Last week, the Department of Justice (DOJ) announced that it had collected a record $5.69 billion in False Claims Act (FCA) settlements and
recoveries over the past year, marking the first time that recoveries have breached the $5 billion threshold. The DOJ press release announcing this accomplishment highlighted two key areas of recovery: healthcare and the financial sector.
While the healthcare field is likely to remain a fertile ground for future FCA litigation, many of the recoveries involving financial institutions arose from events leading up to the financial crisis. As a result, DOJ will likely be hard-pressed to replicate this value in the upcoming year. The Supreme Court may add further complications to DOJ’s recovery efforts when it decides Kellogg Brown & Root Services v. United States ex rel. Carter, which may limit the government’s efforts to toll the FCA’s statute of limitations. Despite its unprecedented success this year, DOJ is unlikely to declare victory and refocus its efforts elsewhere. To the contrary, it is highly likely that DOJ will redouble its efforts in pursuing FCA cases and up the stakes further by shifting from a focus on monetary recovery to a focus on seeking criminal penalties.
DOJ has already announced its intent to increase emphasis on criminal prosecutions in FCA cases. In remarks on September 17, 2014, Leslie Caldwell, assistant attorney general for the Criminal Division, announced that DOJ would be implementing new procedures regarding qui tam complaints. Caldwell stated that DOJ would be increasing the resources it devotes to FCA cases by bringing in the Criminal Division early and often. Going forward, the Criminal Division’s Fraud Section will review all qui tam actions as soon as they are filed to determine whether to open parallel criminal investigations. Caldwell suggested that even if criminal charges ultimately are not filed, the civil investigation will still benefit from criminal investigators’ expertise in uncovering fraud. She also encouraged prospective relators to contact criminal as well as civil authorities before filing a qui tam suit.

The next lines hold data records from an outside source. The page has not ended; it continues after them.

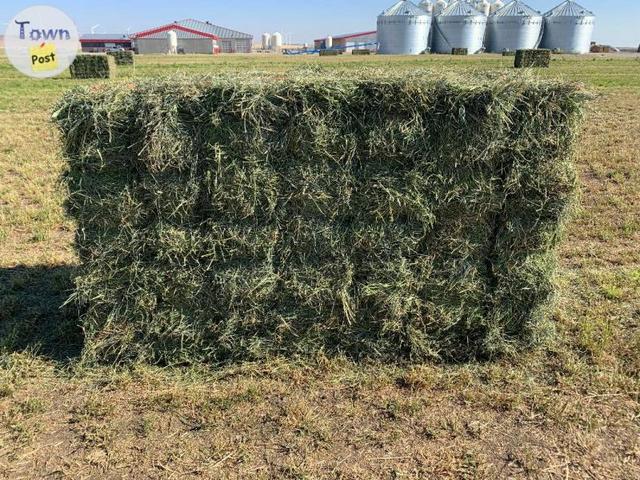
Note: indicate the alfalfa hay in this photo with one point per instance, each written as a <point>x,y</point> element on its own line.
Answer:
<point>370,215</point>
<point>93,66</point>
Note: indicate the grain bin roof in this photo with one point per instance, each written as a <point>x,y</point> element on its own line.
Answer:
<point>569,9</point>
<point>404,7</point>
<point>516,9</point>
<point>348,36</point>
<point>459,9</point>
<point>191,28</point>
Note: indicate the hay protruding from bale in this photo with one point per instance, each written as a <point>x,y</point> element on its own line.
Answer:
<point>533,58</point>
<point>362,214</point>
<point>123,57</point>
<point>93,66</point>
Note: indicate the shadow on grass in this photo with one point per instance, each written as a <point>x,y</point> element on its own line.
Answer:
<point>31,313</point>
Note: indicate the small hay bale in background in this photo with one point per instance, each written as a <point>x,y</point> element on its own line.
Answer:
<point>368,214</point>
<point>93,66</point>
<point>531,58</point>
<point>122,57</point>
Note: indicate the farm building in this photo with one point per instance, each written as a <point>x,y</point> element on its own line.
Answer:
<point>350,41</point>
<point>194,36</point>
<point>100,42</point>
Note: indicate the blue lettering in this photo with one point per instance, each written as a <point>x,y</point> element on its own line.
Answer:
<point>50,34</point>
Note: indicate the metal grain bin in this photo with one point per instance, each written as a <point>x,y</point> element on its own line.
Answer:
<point>516,26</point>
<point>403,29</point>
<point>569,28</point>
<point>459,25</point>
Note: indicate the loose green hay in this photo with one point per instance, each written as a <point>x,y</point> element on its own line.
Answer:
<point>365,214</point>
<point>93,66</point>
<point>122,57</point>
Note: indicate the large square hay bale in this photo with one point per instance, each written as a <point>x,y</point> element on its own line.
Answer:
<point>123,57</point>
<point>365,214</point>
<point>93,66</point>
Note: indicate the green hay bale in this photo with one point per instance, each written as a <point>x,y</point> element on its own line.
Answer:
<point>122,57</point>
<point>540,58</point>
<point>357,213</point>
<point>93,66</point>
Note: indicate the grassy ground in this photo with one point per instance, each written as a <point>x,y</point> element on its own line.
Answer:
<point>569,411</point>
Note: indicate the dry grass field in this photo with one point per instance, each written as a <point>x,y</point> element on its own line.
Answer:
<point>571,410</point>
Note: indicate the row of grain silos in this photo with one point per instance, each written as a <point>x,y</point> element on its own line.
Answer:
<point>409,29</point>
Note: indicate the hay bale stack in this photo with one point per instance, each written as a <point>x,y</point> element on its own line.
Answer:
<point>93,66</point>
<point>530,58</point>
<point>366,214</point>
<point>122,57</point>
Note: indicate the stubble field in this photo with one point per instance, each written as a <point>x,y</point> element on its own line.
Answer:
<point>571,410</point>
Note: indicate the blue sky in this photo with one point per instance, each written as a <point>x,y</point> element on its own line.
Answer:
<point>618,21</point>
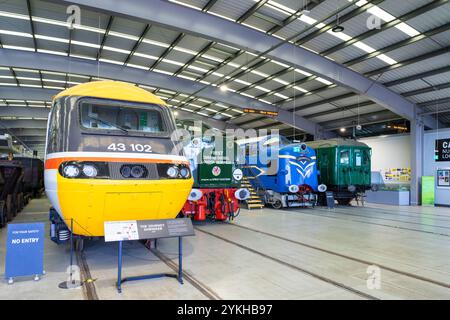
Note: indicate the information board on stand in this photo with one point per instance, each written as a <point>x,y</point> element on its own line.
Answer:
<point>24,250</point>
<point>330,199</point>
<point>147,229</point>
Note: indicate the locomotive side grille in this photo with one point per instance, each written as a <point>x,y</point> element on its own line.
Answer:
<point>114,170</point>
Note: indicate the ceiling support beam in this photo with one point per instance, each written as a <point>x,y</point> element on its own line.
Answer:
<point>212,27</point>
<point>43,61</point>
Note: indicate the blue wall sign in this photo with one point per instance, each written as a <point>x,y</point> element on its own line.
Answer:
<point>24,250</point>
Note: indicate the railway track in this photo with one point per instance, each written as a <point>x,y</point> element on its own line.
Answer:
<point>404,273</point>
<point>89,290</point>
<point>410,214</point>
<point>292,266</point>
<point>366,222</point>
<point>393,212</point>
<point>204,289</point>
<point>387,219</point>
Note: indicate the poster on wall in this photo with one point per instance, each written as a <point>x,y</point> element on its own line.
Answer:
<point>427,190</point>
<point>443,177</point>
<point>396,175</point>
<point>442,150</point>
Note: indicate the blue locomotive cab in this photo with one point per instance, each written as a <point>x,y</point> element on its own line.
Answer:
<point>289,179</point>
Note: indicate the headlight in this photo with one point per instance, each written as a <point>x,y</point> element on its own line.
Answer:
<point>172,172</point>
<point>137,172</point>
<point>90,171</point>
<point>84,170</point>
<point>185,172</point>
<point>195,195</point>
<point>125,171</point>
<point>242,194</point>
<point>71,171</point>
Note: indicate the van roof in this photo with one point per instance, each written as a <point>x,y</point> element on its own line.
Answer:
<point>334,143</point>
<point>115,90</point>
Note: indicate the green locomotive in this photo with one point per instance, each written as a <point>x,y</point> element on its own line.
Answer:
<point>344,167</point>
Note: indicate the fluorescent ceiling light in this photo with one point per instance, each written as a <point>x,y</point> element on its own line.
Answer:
<point>380,13</point>
<point>300,89</point>
<point>137,66</point>
<point>364,47</point>
<point>52,52</point>
<point>410,31</point>
<point>15,33</point>
<point>185,4</point>
<point>281,96</point>
<point>111,61</point>
<point>147,56</point>
<point>324,81</point>
<point>386,59</point>
<point>82,57</point>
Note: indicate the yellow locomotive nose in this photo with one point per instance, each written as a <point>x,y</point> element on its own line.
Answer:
<point>91,202</point>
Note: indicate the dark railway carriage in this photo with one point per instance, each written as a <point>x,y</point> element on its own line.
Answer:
<point>344,166</point>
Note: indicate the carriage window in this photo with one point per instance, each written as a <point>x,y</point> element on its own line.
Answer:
<point>345,157</point>
<point>109,117</point>
<point>366,157</point>
<point>358,158</point>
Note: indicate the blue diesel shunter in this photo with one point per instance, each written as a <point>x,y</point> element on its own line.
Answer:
<point>289,179</point>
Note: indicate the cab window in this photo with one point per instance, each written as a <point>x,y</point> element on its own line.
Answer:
<point>366,157</point>
<point>104,116</point>
<point>345,157</point>
<point>358,158</point>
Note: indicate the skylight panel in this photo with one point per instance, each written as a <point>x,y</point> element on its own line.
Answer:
<point>410,31</point>
<point>386,59</point>
<point>281,7</point>
<point>59,53</point>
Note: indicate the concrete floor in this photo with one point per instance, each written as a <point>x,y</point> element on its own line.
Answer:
<point>268,254</point>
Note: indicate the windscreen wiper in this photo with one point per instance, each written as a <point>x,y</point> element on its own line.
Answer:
<point>109,123</point>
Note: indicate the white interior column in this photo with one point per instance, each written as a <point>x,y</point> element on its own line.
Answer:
<point>417,136</point>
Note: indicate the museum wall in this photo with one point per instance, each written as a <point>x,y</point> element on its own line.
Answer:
<point>442,194</point>
<point>391,157</point>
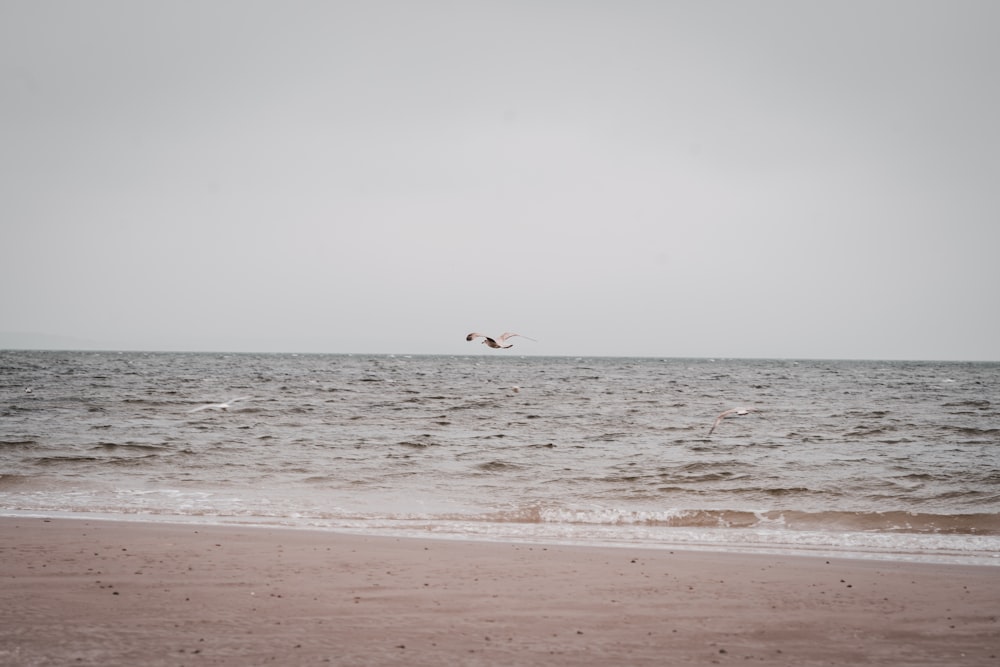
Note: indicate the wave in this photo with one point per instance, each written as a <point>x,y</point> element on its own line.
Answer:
<point>795,520</point>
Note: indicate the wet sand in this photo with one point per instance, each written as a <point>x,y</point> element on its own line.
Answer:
<point>84,592</point>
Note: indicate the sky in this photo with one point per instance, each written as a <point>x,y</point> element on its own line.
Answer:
<point>702,178</point>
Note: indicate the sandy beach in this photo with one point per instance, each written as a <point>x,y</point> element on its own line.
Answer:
<point>89,592</point>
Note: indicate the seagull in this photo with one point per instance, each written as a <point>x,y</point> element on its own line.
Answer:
<point>220,406</point>
<point>738,412</point>
<point>496,343</point>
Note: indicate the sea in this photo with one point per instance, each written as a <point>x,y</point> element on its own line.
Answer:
<point>891,460</point>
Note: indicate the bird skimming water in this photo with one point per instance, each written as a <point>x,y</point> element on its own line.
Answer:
<point>220,406</point>
<point>732,412</point>
<point>496,343</point>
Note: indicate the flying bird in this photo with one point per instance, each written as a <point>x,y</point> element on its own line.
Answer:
<point>732,412</point>
<point>495,343</point>
<point>220,406</point>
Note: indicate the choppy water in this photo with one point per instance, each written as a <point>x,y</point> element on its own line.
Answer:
<point>897,458</point>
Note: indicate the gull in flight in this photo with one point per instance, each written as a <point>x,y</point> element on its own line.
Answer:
<point>220,406</point>
<point>496,343</point>
<point>732,412</point>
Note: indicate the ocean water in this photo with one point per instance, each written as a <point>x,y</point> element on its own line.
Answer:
<point>879,459</point>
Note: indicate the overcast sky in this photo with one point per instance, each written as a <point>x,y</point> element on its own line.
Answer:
<point>677,179</point>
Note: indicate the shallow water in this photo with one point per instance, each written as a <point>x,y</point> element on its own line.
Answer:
<point>895,458</point>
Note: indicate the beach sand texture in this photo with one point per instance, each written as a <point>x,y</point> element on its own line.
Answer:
<point>83,592</point>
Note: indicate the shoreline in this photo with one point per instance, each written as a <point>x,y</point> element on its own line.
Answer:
<point>720,540</point>
<point>103,591</point>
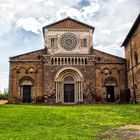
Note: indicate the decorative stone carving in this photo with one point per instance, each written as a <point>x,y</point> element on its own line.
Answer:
<point>69,41</point>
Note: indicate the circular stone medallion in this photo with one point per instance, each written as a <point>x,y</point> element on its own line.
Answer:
<point>68,41</point>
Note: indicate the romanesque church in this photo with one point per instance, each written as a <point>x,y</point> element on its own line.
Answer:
<point>68,70</point>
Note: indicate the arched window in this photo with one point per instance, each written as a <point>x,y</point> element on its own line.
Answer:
<point>136,57</point>
<point>128,64</point>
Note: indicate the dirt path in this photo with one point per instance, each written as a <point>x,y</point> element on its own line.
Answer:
<point>3,102</point>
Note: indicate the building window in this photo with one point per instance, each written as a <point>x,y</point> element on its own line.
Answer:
<point>85,42</point>
<point>128,64</point>
<point>53,42</point>
<point>136,57</point>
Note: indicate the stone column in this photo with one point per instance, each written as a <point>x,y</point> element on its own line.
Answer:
<point>56,92</point>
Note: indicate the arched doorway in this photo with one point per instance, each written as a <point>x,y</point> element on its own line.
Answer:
<point>111,89</point>
<point>26,84</point>
<point>69,82</point>
<point>69,89</point>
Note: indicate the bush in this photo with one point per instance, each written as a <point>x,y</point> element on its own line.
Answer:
<point>4,96</point>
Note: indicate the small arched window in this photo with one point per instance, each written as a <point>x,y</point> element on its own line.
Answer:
<point>128,64</point>
<point>136,57</point>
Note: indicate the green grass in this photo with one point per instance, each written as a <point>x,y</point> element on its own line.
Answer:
<point>83,122</point>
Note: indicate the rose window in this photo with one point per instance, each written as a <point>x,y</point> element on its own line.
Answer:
<point>68,41</point>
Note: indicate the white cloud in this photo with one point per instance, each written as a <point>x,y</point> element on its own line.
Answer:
<point>29,24</point>
<point>90,11</point>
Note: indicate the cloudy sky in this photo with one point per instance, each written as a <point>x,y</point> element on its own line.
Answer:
<point>21,23</point>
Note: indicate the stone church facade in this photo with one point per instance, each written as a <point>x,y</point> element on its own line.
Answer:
<point>68,70</point>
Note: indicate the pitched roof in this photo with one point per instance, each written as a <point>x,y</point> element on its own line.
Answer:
<point>132,30</point>
<point>68,18</point>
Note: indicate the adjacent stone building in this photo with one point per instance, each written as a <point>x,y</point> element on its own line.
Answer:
<point>132,54</point>
<point>68,70</point>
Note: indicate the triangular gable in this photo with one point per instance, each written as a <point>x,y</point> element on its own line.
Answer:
<point>68,23</point>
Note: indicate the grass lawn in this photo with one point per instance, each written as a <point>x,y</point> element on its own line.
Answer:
<point>83,122</point>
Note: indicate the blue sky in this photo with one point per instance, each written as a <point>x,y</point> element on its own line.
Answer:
<point>21,23</point>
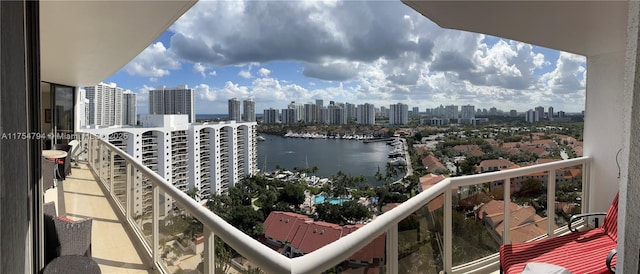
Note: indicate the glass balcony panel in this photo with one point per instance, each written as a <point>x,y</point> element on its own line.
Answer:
<point>370,259</point>
<point>477,221</point>
<point>120,181</point>
<point>141,210</point>
<point>228,260</point>
<point>181,239</point>
<point>420,240</point>
<point>105,167</point>
<point>528,207</point>
<point>568,194</point>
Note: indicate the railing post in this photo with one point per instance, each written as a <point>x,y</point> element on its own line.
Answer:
<point>129,199</point>
<point>99,147</point>
<point>209,251</point>
<point>392,249</point>
<point>87,140</point>
<point>506,236</point>
<point>111,165</point>
<point>586,176</point>
<point>155,236</point>
<point>551,202</point>
<point>448,231</point>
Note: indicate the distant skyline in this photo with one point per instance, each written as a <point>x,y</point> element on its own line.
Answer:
<point>377,52</point>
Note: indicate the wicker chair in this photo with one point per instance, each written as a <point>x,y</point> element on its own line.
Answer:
<point>74,236</point>
<point>48,167</point>
<point>51,243</point>
<point>64,164</point>
<point>63,236</point>
<point>591,251</point>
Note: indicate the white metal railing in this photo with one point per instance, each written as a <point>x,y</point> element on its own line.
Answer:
<point>339,251</point>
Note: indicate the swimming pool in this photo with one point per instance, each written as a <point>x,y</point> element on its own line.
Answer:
<point>319,199</point>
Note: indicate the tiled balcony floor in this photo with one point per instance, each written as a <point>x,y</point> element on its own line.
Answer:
<point>80,196</point>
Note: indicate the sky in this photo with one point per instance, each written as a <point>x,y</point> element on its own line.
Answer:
<point>379,52</point>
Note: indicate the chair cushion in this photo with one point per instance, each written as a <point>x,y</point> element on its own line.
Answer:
<point>580,252</point>
<point>74,236</point>
<point>610,224</point>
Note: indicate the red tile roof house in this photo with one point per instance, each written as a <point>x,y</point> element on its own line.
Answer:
<point>494,165</point>
<point>295,235</point>
<point>432,164</point>
<point>469,149</point>
<point>524,223</point>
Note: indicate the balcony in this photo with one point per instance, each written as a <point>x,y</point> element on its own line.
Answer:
<point>421,230</point>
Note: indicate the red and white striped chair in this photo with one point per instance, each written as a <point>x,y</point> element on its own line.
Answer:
<point>591,251</point>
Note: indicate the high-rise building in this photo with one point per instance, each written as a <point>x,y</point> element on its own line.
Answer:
<point>350,110</point>
<point>270,116</point>
<point>249,110</point>
<point>310,113</point>
<point>415,111</point>
<point>299,111</point>
<point>366,114</point>
<point>493,111</point>
<point>336,115</point>
<point>234,110</point>
<point>106,105</point>
<point>207,158</point>
<point>178,100</point>
<point>289,116</point>
<point>451,112</point>
<point>399,114</point>
<point>130,109</point>
<point>540,112</point>
<point>384,112</point>
<point>468,112</point>
<point>532,116</point>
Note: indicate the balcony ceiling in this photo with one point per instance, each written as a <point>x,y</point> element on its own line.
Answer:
<point>582,27</point>
<point>84,42</point>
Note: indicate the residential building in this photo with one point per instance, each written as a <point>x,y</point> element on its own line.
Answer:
<point>289,116</point>
<point>451,112</point>
<point>310,113</point>
<point>105,104</point>
<point>336,115</point>
<point>234,110</point>
<point>399,114</point>
<point>350,110</point>
<point>295,235</point>
<point>130,109</point>
<point>299,111</point>
<point>178,100</point>
<point>539,112</point>
<point>37,38</point>
<point>207,158</point>
<point>270,116</point>
<point>467,115</point>
<point>532,116</point>
<point>249,110</point>
<point>366,114</point>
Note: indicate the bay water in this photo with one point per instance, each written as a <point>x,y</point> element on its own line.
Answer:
<point>352,157</point>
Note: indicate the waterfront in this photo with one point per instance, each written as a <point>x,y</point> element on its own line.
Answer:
<point>329,155</point>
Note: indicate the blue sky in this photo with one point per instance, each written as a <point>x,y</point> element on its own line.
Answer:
<point>380,52</point>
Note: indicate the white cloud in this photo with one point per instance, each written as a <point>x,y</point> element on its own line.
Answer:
<point>154,62</point>
<point>199,68</point>
<point>264,72</point>
<point>374,51</point>
<point>245,74</point>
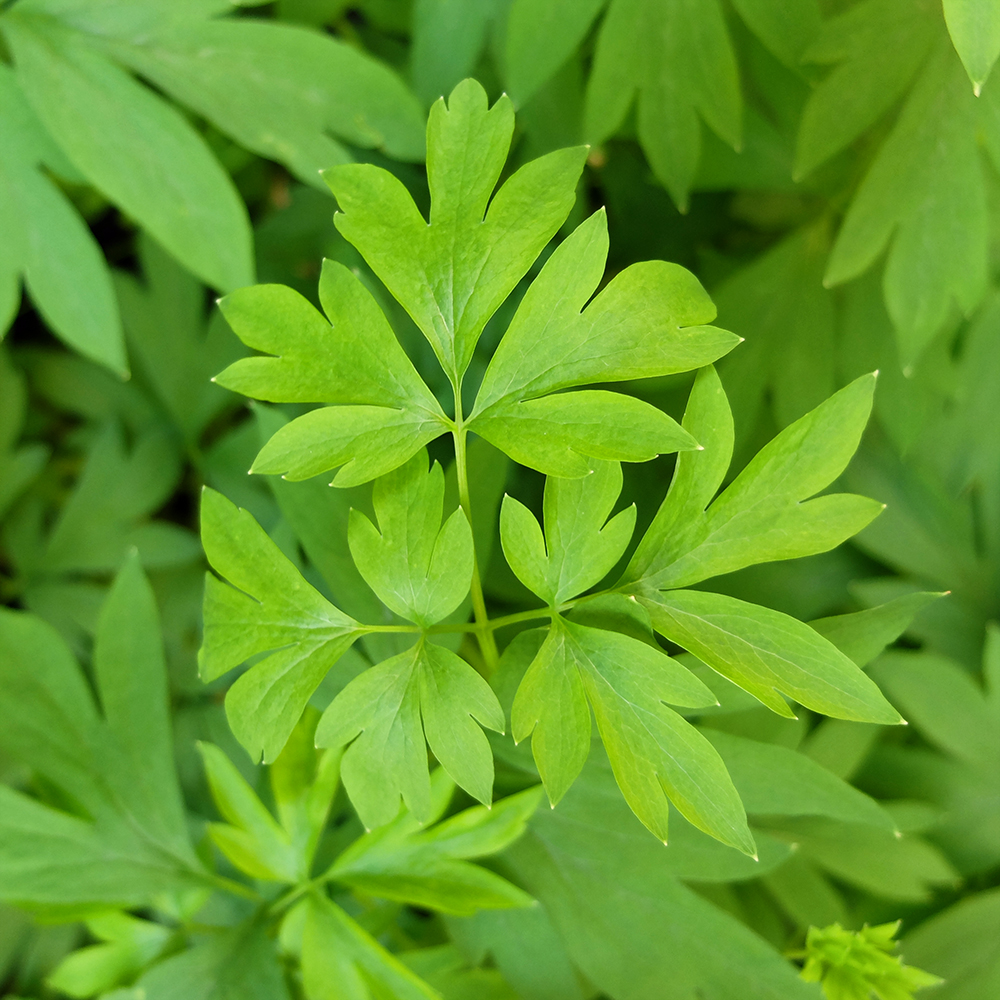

The upshot of these developments is that companies should expect an increase in criminal investigations that accompany FCA cases. In particular, they should expect DOJ to intensify efforts to hold individuals criminally responsible for FCA violations. In a particularly ominous statement, Caldwell highlighted the Criminal Division’s ability to freeze assets. While this power ostensibly is used for “preventing criminals from enjoying the proceeds of their schemes,” DOJ regularly freezes assets before trial as a tactical tool to impede individuals’ ability to defend themselves against the charges.
Increased criminal scrutiny makes it even more vital for companies to undertake a comprehensive internal investigation when first confronting an FCA investigation. As a criminal investigation likely will include individual employees becoming subjects or targets, the company should identify individuals with potential exposure to government scrutiny as early as possible. Companies also should ensure that they have sufficient D&O insurance coverage to withstand an investigation involving senior-level employees. On the preventative side, this only further underscores the importance of robust compliance programs that ensure employee concerns are addressed and resolved before they turn into whistleblower or FCA cases.